Die heutige Bekanntgabe eines neuen Gesetzes gegen Datenmissbrauch ist eine weltfremde PR-Aktion der Politik. Denn schauen wir uns doch an, worum es geht: Die Bürger sollen aktiv dem Handel mit ihren Daten zustimmen. Das tun sie aber oft genug heute schon – sozusagen. Die Daten werden einfach eingesammelt mit einem voreingestellten Häkchen bei der Anmeldung auf einer Internet-Seite oder beim Online-Kauf. Ganz einfach, ganz nonchalant.
Dagegen hilft nur eines: Den Verbot des Handels mit Personendaten. Und das Schönste daran ist: Es wäre sogar im Interesse der Wirtschaft – auch wenn die daran nicht glauben mag. Egal ob Wolfgang Schäuble oder Brigitte Zypries oder Thomas de Maizière: Politiker verteidigen die Datensammelwut der öffentlichen Hand gerne damit, dass die Bürger ihre Daten doch selbst Unternehmen zur Verfügung stellen würden. Und wenn schon den Unternehmen, dann doch bitte auch dem Staat.
Diese Argumentation ist dumm und dreist. Warum Menschen den Staat misstrauen, zeigt Nickles.de mit dem Meldeformular der Stadt München. Dort können Neueinwohner zwar dem Handel ihrer Daten mit Adressbuchverlagen widersprechen, doch dies müssen sie „der Meldebehörde bekannt geben“. Wie? Steht nicht dabei.
Kommunen gehören ebenfalls zu den eifrigen Datenhändlern. Die Stadt Düsseldorf, zum Beispiel, verdient über solche Auskünfte 875000 Euro im Jahr, hat die „Waz“ ermittelt. Wer nach Adressen fragt? Zum Beispiel Versandhändler, um Pakete richtig zustellen zu können. Und dazu kommen noch Datenpannen wie in München.
Drehen wir den Schäuble-Spieß doch einfach mal um: Wenn wir schon nicht dem Staat trauen dürfen, wem dann?
Es wäre im Sinne der Bürger, den Handel mit Adress- und anderen Daten komplett zu unterbinden. Und ich glaube, es würde langfristig sogar den Unternehmen gut tun.
Denn die eingekauften Adressen sind ja kein pures Gold. Die werbende Wirtschaft lügt sich einen in die Tasche, wenn sie das Zuschicken von Werbung an Personen mit scheinbar richtiger Demographie als „One-to-one-Marketing“ bezeichnet.

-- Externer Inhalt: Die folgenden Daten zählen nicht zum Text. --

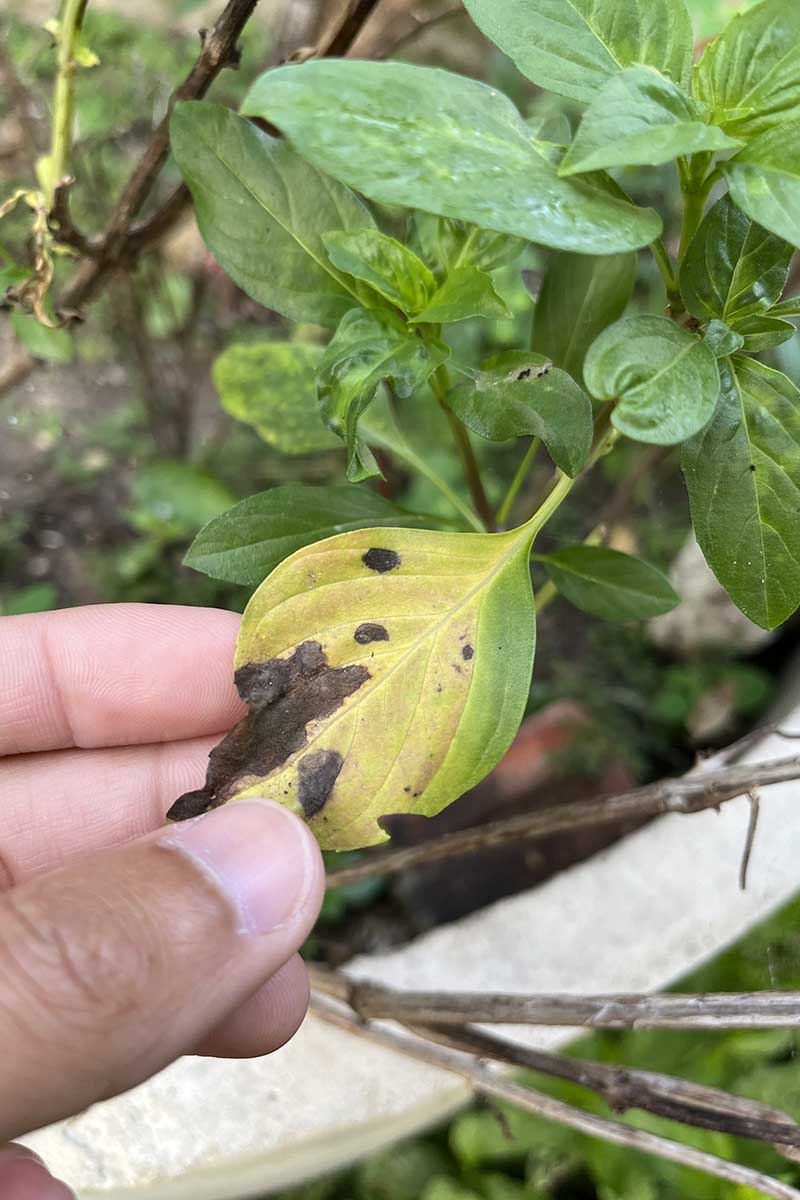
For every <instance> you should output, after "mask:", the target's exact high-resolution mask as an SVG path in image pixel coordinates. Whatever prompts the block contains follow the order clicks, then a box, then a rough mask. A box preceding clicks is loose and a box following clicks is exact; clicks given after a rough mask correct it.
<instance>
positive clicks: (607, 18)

Wenn das Eins-zu-Eins-Kommunikation ist, dann ist ein Flächenbombardement das geeignete Mittel für einen Auftragskiller: Klar trifft man auch den, den man treffen möchte – nur eben auch jede Menge anderer Leute. Deshalb sind die Datensätze meist für einen geringen Preis zu bekommen.
Doch diese Form des Marketing ist eine bequeme Ausrede, sich weiter keine Gedanken machen zu müssen. Sie scheint kalkulierbar und ihre Streuverluste ohne größere Schäden. In Wirklichkeit aber sind die Verbraucher längst angeekelt. Zum Beispiel von Verlagen, die sie scheinbar ständig mit Telefonaten terrorisieren. In Wirklichkeit stecken dahinter oft Call-Center-Dienstleister, die für jedes vermittelte Abo eine Provision einstreichen.

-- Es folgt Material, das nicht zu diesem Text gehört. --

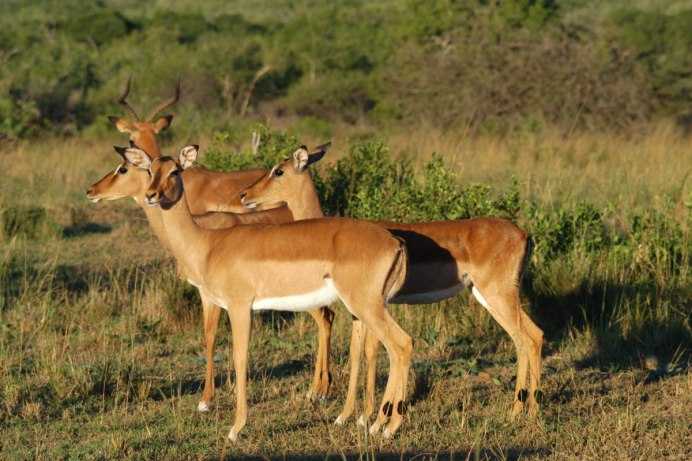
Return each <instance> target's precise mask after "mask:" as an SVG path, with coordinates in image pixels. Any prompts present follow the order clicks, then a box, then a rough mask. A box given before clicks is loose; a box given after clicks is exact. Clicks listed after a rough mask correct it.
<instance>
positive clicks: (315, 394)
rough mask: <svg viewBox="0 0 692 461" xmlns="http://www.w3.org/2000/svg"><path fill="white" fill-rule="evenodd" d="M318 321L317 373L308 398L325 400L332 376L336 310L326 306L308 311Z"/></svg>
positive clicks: (327, 392)
mask: <svg viewBox="0 0 692 461" xmlns="http://www.w3.org/2000/svg"><path fill="white" fill-rule="evenodd" d="M308 313H309V314H310V316H312V318H313V319H314V320H315V322H316V323H317V331H318V334H317V338H318V339H317V355H316V357H315V374H314V375H313V378H312V385H311V386H310V390H309V391H308V399H313V398H317V399H320V400H324V399H326V398H327V397H329V386H330V384H331V377H330V374H329V344H330V342H331V336H332V322H333V321H334V312H333V311H332V310H331V309H329V308H328V307H326V306H324V307H321V308H319V309H313V310H311V311H308Z"/></svg>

Umweltmanagement war in meinem BWL-Studium einer der Schwerpunkte, damals eine recht junge Disziplin. Und es gehörte zu den Schmunzlern im Rahmen der Fallstudien, wenn Unternehmen feststellten, dass manchmal umweltfreundlichere Grundstoffe und Produktionsmethoden zu Einsparungen führten.

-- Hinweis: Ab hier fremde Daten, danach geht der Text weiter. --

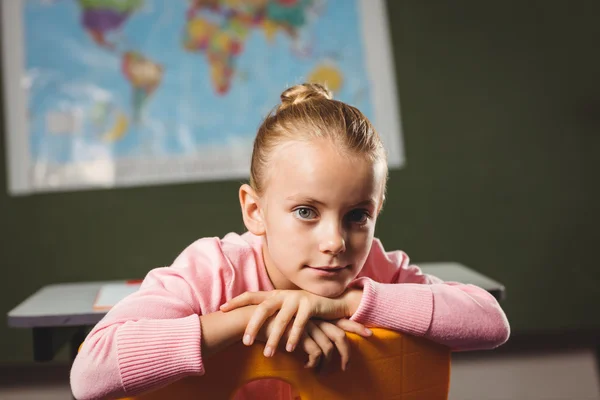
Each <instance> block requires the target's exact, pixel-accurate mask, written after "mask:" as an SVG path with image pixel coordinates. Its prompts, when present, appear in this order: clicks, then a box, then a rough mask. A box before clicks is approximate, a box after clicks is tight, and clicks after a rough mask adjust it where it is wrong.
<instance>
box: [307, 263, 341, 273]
mask: <svg viewBox="0 0 600 400" xmlns="http://www.w3.org/2000/svg"><path fill="white" fill-rule="evenodd" d="M306 267H307V268H309V269H310V270H311V271H314V272H315V273H317V274H318V275H321V276H335V275H337V274H339V273H340V272H342V271H344V270H346V269H347V268H348V267H349V266H346V267H340V266H339V265H335V266H326V267H311V266H310V265H306Z"/></svg>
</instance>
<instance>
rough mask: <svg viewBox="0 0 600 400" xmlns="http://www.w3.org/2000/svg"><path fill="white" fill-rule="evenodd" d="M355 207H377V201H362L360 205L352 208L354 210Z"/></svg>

So ähnlich ist es mit den Adressdaten. Sie halten Unternehmen davon ab, effektivere und zeitgemäßere Marketingmethoden zu entwickeln. Martin Wansleben, der Hauptgeschäftsführer des Industrie- und Handelskammertages DIHK mahnte gestern, der Handel mit Adressdaten liege im „berechtigten Interesse der Wirtschaft“.
Nein, liegt er nicht. Er verhindert den Fortschritt. Verbieten wir ihn endlich.
Kommentare
weltherrscher 4. September 2008 um 16:54
WORD!
ich werfe den werbedreck in meinem briefkasten ungelesen direkt in die tonne.
und wundere mich immer wieder, wieviel müll man so zugesendet bekommt.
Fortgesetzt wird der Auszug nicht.